Quelle magnifique et délicate plume que celle de cette jeune écrivaine zimbabwéenne, Petina Gappah, considérée par Coetzee comme l’un des grands auteurs de ce pays à la dérive. Que de contrastes entre cette délicatesse fragile et la violence des portraits dépeints dans ce recueil de treize superbes nouvelles aux blessures à jamais béantes. La guerre de libération était promesse de jours nouveaux : une nation, le Zimbabwe, naissait des décombres de cette purulence historique, la Rhodésie du Sud. Peu importaient dorénavant sa couleur de peau, ses origines raciales : Noirs ( Shonas, Ndebele ou autres tribus), Indiens, Blancs étaient censés constituer un peuple unique de citoyens égaux. Y compris cet indien, patron acariâtre et pingre d’une quincaillerie où est employée Julia qui vit dans les Townships. Avant la révolution, le Blanc y était reçu avec déférence et le Noir au mieux avec condescendance. Mais avec la nouvelle ère et en dépit de la fuite de ses proches en Afrique du Sud par peur de l’esprit revanchard apocalyptique des noirs, l’Indien boutiquier sut se faire humaniste et cela sans roublardise : il est vrai qu’il aura fallu un salutaire coup de poing dans son visage de la part de son employée, Juliana, pour lui remettre les idées au clair. D’incongru potentat il devient l’ami fidèle de son agresseur. Lui aussi a cru aux jours meilleurs promis par ce glorieux révolutionnaire, Mugabe (« L’indien de tante Juliana », nouvelle p. 141). Et maintenant quand est-il des horizons fraternels après ces embellies ? La guerre de libération et les espoirs qui en étaient nés sont bien loin ; et avec les promesses du président et de la ZANU devenue sérail à privilèges d’une clique d’opportunistes. Des temps glorieux ne subsistent que les apparences et l’hypocrisie : il en est de la mort de ce soi-disant héros qui a passé les temps révolutionnaires à Londres et accompagné le vieil autocrate jusqu’à sa mort, son unique fait d’arme. Est présente à ses funérailles ce qui se fait de mieux dans la hiérarchie cleptomane du Politburo sous les yeux de la veuve désabusée par cette mascarade.

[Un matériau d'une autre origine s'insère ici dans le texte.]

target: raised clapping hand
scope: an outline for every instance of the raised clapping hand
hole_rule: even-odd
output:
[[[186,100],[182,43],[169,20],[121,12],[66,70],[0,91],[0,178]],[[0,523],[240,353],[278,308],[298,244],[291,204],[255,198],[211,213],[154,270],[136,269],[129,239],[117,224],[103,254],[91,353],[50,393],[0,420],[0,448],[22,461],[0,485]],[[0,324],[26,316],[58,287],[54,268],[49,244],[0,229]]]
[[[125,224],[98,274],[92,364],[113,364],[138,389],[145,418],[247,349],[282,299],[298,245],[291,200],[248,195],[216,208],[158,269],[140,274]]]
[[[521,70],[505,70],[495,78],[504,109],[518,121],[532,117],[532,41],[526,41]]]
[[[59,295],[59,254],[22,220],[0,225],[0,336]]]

« Tout est noir, vert, marron et blanc. Noir, le marbre poli des pierres tombales, et noires, les tenues de deuil. Verte, l’écharpe présidentielle, vert olive, les bérets sur la tête des soldats, et vert, l’éclat artificiel du tombeau. Noire, la masse sombre de la foule réunie qui écoute le chœur des jeunes gens parés au combat en treillis vert bouteille leurs voix rauques dans la chaleur du mois d’août, chantant les chants d’une guerre qu’ils n’ont pas le droit d’oublier. Noires et brunes, les Warren Hills alentour, ces collines dénudées, les souches qui subsistent où se dressaient les arbres, ces arbres sont devenus le bois brun qui remplace l’électricité qu’il n’y a pas dans les maisons », p. 14.

Quelle ironie pour l’épouse de voir cette engeance cauteleuse être abusée à son tour, le cercueil ne contenant aucun cadavre (« La sonnerie aux morts », p. 11).

Et pendant ces temps de crise abjecte où une vie coûte moins cher qu’un pain, les familles se détruisent, soit dans l’exil – les migrants oubliant les leurs restés au pays, eux qui pourtant ont acheté le passeport salvateur -  ( « Ma sœur-cousine Rambanai », p. 165 ), soit dans la rapine et le règlement hypocrite de vieux contentieux. Gare aux plus fragiles, en particulier les femmes aux biens enviés par les parents des défunts époux ( « Un joli souvenir de Londres », p. 63).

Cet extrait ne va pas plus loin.